Horatia olhou consternada ao total alarmante.
— São... to-todas minhas? — balbuciou ela.
— Todas suas — replicou o conde, calmamente. Horatia engoliu em seco.
— Não pre-pretendia gastar tan-tanto. Na ver-verdade, não sei como pô-pôde
acontecer.
O conde pegou as contas de volta e se pôs a virá-las.
— Não — concordou ele. — Muitas vezes acho estranho como contas aumentam. E,
afinal, temos de nos vestir.
— Sim — concordou Horatia, mais animada. — En-entende real-realmente isso, não,
Marcus?
— Perfeitamente. Mas... perdoe a minha curiosidade, Horry... você tem o hábito de
pagar 120 guinéus por um par de sapatos?
— O quê? — gritou ela. O conde mostrou-lhe a conta. Ela olhou-a com um princípio
de consternação. — Oh! — exclamou ela.—A-agora me lembro. Sabe, Marcus, eles têm sal-
saltos revestidos com esmeraldas.
— Então, é compreensível — disse o conde.
— Sim. Eu os usei no baile do Ahnack's. São chamados de venez-y-voir, sabe?
— Isso explica, sem dúvida — observou Rule —, a presença de três cavalheiros
jovens com que esbarrei... ahn... ajudando-a a se vestir naquela noite.
— Ma-mas não tem na-nada demais ni-nisso. Rule! — objetou Horatia, levantando a
cabeça. — É a última mo-moda cavalheiros serem ad-admitidos assim que se vestiu a roupa
íntima. Sei que é, porque Lady Stokes fa-faz isso. Eles a-aconselham onde colocar a pinta,
como dispor as flo-flores e que perfume u-usar.
Se o conde de Rule achou graça em ser instruído por sua esposa na arte da
licenciosidade, o único sinal que deu foi um leve estremecimento dos labios.
— Ah! — disse ele. — Ainda assim — olhou para ela, quase sorrindo —, ainda
assim, acho que talvez pudesse ajudá-la nesse assunto, com um propósito até mesmo melhor.
— Ma-mas o senhor é o me-meu marido — salientou Horatia. Ele virou-se para as
contas.
— Isto é, indubitavehnente, uma desvantagem — admitiu ele. Horatia pareceu
considerar o assunto encerrado. Espiou por
sobre seu braço.
— Achou ma-mais alguma coi-coisa horrível? — perguntou
ela.
— Minha querida, não concordamos que temos de nos vestir? Não questiono as suas
despesas... embora, confesso, morri de curiosidade a respeito dos sapatos. O que... digamos...
me deixar um tanto perplexo...
— Entendo — interrompeu ela, observando diligentemente seus próprios pés. — Quer
sa-saber por que não os pa-paguei eu mes-mesma.
— É o meu caráter inquiridor — murmurou o conde.
— Nã-não pude — replicou Horatia asperamente. — Esta é a
ra-razão!
— Uma razão justa — disse a voz plácida. — Mas pensei ter feito uma provisão. Esta
minha memória equivocou-se de novo.
Horatia trincou os dentes.
— Tal-talvez eu mereça i-isso, senhor, mas por fa-favor não seja detestável. Sabe que
fez uma pro-provisão.
Ele pôs as contas sobre a mesa.
— Faraó, Horry?
— Oh, não, na-nada disso! — disse enfaticamente, contente por ser capaz de
apresentar uma circunstância atenuante. — Ba-basset!
— Entendo.
O tom divertido tinha abandonado a sua voz. Ela arriscou-se a erguer os olhos e deu
com algo muito parecido com uma carranca.
— Es-está fu-furioso demais? — disse impulsivamente. A carranca se desfez.
— A fúria é uma emoção fatigante, minha cara. Estava me perguntando como curá-la.

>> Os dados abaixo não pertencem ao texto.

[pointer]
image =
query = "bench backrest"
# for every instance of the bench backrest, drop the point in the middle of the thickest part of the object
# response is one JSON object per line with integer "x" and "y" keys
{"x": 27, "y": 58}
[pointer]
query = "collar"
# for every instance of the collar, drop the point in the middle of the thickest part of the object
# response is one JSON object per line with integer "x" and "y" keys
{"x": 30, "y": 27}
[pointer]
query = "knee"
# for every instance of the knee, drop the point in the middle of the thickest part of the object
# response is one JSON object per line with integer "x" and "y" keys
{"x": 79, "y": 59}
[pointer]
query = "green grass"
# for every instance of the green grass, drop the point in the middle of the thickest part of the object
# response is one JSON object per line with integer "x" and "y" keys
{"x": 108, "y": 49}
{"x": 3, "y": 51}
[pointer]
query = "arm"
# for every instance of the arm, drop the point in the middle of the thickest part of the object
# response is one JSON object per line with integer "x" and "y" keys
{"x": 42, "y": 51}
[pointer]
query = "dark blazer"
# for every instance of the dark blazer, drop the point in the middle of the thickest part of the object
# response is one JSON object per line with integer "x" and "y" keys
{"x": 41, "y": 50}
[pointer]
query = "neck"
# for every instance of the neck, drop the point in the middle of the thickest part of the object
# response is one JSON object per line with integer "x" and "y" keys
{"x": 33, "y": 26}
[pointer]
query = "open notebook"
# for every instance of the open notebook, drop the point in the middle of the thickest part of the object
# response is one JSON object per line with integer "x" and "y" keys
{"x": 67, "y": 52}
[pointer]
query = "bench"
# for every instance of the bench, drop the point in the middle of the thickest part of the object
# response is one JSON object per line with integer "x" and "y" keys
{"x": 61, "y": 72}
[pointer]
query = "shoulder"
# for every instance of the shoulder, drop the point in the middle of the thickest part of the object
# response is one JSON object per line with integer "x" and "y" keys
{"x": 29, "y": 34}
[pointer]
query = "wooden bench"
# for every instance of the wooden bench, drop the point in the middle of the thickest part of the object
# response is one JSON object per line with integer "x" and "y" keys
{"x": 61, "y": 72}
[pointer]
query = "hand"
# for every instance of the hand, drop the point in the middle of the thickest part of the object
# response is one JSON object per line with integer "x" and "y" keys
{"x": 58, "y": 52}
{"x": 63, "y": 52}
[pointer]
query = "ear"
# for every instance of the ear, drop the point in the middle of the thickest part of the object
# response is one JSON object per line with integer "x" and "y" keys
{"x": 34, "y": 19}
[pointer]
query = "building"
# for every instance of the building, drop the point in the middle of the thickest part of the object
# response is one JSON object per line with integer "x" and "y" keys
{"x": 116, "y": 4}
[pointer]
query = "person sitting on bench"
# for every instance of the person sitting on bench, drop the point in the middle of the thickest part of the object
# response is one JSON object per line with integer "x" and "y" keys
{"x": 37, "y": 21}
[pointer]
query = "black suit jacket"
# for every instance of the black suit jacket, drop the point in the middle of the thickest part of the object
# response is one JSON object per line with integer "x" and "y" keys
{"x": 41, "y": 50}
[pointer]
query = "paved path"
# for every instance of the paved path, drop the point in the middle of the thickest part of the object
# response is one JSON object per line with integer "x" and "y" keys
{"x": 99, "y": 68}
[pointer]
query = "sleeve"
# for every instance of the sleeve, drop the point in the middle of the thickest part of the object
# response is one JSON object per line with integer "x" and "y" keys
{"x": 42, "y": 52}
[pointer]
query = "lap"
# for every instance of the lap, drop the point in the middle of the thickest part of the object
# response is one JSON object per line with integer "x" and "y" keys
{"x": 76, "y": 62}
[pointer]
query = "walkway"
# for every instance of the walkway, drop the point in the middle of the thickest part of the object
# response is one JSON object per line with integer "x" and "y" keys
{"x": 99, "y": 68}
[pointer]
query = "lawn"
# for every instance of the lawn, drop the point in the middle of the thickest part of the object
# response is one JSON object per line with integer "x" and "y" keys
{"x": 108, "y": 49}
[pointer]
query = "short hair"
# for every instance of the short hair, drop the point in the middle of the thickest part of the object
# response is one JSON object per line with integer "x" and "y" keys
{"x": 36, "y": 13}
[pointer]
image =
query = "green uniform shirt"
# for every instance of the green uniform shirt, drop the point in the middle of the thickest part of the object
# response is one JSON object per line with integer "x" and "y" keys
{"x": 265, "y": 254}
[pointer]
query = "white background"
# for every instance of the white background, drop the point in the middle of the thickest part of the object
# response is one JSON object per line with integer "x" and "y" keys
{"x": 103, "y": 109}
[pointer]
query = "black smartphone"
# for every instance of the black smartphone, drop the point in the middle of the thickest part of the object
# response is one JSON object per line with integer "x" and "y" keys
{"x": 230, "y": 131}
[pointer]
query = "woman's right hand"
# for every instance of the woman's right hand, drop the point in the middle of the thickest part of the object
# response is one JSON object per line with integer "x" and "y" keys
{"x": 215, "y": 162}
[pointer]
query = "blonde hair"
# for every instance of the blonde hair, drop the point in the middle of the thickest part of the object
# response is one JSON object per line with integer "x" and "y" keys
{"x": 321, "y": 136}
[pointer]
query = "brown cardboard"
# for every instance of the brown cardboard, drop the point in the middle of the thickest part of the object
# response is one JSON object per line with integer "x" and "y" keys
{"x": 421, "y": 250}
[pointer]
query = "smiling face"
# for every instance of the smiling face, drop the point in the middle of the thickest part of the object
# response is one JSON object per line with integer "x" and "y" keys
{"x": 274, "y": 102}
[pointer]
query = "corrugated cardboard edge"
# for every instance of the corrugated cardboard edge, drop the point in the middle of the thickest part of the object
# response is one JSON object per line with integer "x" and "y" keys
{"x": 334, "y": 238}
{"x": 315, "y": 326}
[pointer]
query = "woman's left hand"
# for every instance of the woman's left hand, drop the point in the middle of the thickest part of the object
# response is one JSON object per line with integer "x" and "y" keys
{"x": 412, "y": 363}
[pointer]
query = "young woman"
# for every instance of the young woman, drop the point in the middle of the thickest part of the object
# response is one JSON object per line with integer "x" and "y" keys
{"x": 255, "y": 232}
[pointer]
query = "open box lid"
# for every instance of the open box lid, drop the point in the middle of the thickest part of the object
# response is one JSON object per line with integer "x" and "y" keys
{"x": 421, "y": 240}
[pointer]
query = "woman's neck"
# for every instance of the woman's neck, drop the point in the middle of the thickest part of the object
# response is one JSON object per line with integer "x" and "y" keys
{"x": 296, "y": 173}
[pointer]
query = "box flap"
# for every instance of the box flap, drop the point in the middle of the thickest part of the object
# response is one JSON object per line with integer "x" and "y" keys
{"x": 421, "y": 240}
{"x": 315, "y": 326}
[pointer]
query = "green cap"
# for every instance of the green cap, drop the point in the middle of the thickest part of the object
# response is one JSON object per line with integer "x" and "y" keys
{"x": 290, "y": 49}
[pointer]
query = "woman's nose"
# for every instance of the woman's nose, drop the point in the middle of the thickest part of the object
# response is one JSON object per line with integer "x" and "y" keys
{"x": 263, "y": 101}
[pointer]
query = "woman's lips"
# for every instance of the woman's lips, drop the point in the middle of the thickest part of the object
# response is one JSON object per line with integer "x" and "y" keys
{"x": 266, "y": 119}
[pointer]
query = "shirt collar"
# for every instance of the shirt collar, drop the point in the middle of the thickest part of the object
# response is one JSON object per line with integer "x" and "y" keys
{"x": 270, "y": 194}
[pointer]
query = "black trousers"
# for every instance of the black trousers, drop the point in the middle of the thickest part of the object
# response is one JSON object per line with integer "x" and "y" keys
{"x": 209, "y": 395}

— Cu-curar a-a mim? Não pode. Está no san-sangue — disse Horatia com franqueza.
— Até mesmo ma-mamãe não reprova o jo-jogo. No começo, eu não en-entendia di-direito e
a-acho que por isso per-perdia.
— Possivelmente — assentiu Rule. — Senhora minha esposa, sou forçado a dizer-lhe,
em minha posição de marido indignado, que não posso sustentar o jogo excessivo.
— Não, oh, não! — implorou Horatia. — Faça-me pro-pro-meter só jogar whisk e
faraó! Eu não vou a-agüentar! Vou to-tomar mais cui-cuidado e des-desculpe as con-contas
absurdas! Oh, Deus, veja só as ho-horas! Tenho de ir, realmente te-tenho de ir!

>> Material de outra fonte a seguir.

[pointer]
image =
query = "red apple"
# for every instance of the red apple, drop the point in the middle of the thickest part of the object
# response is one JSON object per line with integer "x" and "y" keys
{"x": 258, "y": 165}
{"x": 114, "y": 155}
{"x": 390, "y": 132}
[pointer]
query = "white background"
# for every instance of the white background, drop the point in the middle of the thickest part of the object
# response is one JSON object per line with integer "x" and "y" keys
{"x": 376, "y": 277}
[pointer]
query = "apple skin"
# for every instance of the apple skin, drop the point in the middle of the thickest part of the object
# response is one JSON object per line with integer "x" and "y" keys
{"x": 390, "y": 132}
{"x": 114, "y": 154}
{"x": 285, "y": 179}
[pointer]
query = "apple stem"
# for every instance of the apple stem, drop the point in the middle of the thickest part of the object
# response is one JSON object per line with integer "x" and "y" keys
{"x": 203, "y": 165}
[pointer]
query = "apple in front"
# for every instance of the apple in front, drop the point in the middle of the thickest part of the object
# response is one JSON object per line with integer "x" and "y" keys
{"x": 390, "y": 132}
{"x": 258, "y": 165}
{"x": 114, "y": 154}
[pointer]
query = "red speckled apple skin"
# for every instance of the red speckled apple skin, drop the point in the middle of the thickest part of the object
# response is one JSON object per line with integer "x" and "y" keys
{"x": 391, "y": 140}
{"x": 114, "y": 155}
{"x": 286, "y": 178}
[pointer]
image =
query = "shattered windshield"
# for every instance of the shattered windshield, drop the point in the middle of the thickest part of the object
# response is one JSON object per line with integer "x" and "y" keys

— Não se aflija, Horry— aconselhou o conde. — Ser a última a chegar é sempre
eficaz. — Mas falou com o vazio. Horatia tinha desaparecido.
As piruetas de sua mulher, por mais que perturbassem Lady Louisa, eram vistas pelos
outros de maneira muito diferente. O Sr. Crosby Drelincourt, cujo mundo assumira um matiz
uniformemente cinza desde o momento do noivado de seu primo, começou a observar um
raio de luz rompendo a escuridão, e Lady Massey, anotando cada proeza e extravagância da
jovem condessa, esperou pacientemente a sua hora. As visitas de Rule a Hertford Street
tinham-se tornado menos freqüentes, mas ela era inteligente demais pra reprová-lo, e tomava
o cuidado de ser extremamente encantadora sempre que o via. Já tinha conhecido Horatia —
uma circunstância que devia à gentileza do Sr. Drelincourt, que se incumbiu de apresentá-la à
condessa em um baile —, mas além da troca de cumprimentos cordiais, sempre que,
casualmente, se encontravam, ela nunca procurou intensificar a relação. Rule via mais do que
aparentava, e era improvável que permitisse uma intimidade entre a mulher e a amante sem
interferir.
Parece que o Sr. Drelincourt designou a si mesmo a missão de fazer as apresentações
à nova prima. Apresentou-lhe, até mesmo, Robert Lethbridge, em uma festa em Richmond.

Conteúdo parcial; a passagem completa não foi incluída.